Sturz ins Gleisbett: Mutige Rettung für Rollstuhlfahrer
„Sie schickte der Himmel.“ Das Motto der Rotenburger Werke, das Geschäftsführer Thorsten Tillner zitiert, es könnte an diesem Abend nicht passender sein. Denn die Freunde Paul Haeckermann, Jonathan Wrogemann, Robin Hastedt und Philipp Blanken sowie Taxifahrer Andrej Den Hoed haben Anfang September einen jungen Bewohner gerettet, der am Rotenburger Bahnhof zu nah an die Bahnsteigkante gekommen und mit seinem elektrischen Rollstuhl in das Gleisbett gestürzt war. Am Dienstagabend gab es dafür von Thorsten Tillner und Betreuerin Susanne Schmidt-Kuhle, Bürgermeister Torsten Oestmann sowie Polizeichef Jörg Wesemann und seiner Kollegin Anja Otten im Rathaus ein dickes Dankeschön und eine große Überraschung für die Lebensretter.
Die vier Freunde hatten auf den Zug nach Hamburg gewartet, der junge Rollstuhlfahrer sei ein wenig hin- und hergefahren. „Wir hatten ihn noch gesehen, dann hörten wir ein Rumpeln und plötzlich war er weg“, erzählt Paul Haeckermann.

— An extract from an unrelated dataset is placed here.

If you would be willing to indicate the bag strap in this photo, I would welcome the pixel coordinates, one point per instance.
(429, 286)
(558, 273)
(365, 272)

Die Freunde sind daraufhin sofort zur Bahnsteigkante gerannt, „denn wir wussten, dass der Zug in den nächsten Minuten kommt“. Und während Philipp Blanken mit der Leitstelle telefonierte, haben die anderen gemeinsam mit Andrej Den Hoed, der das Ganze gesehen hatte und ebenfalls sofort zu Hilfe geeilt war, Paul Laarz aus dem Gleisbett geholfen und Erste Hilfe geleistet. „Ich war zu nah an den Gleisen und dann bin ich reingefahren – ich dachte schon, das wäre das Ende“, erinnert sich der Werke-Bewohner an diesen Schreckmoment zurück. Doch ohne Zögern haben die Freunde, die teilweise Mitglieder der Freiwilligen Feuerwehr sind, und der Taxifahrer gehandelt. Anschließend haben sie gewartet, bis Paul Laarz sicher im Krankenwagen saß und der Rollstuhl, den sie ebenfalls noch holen konnten, verstaut war.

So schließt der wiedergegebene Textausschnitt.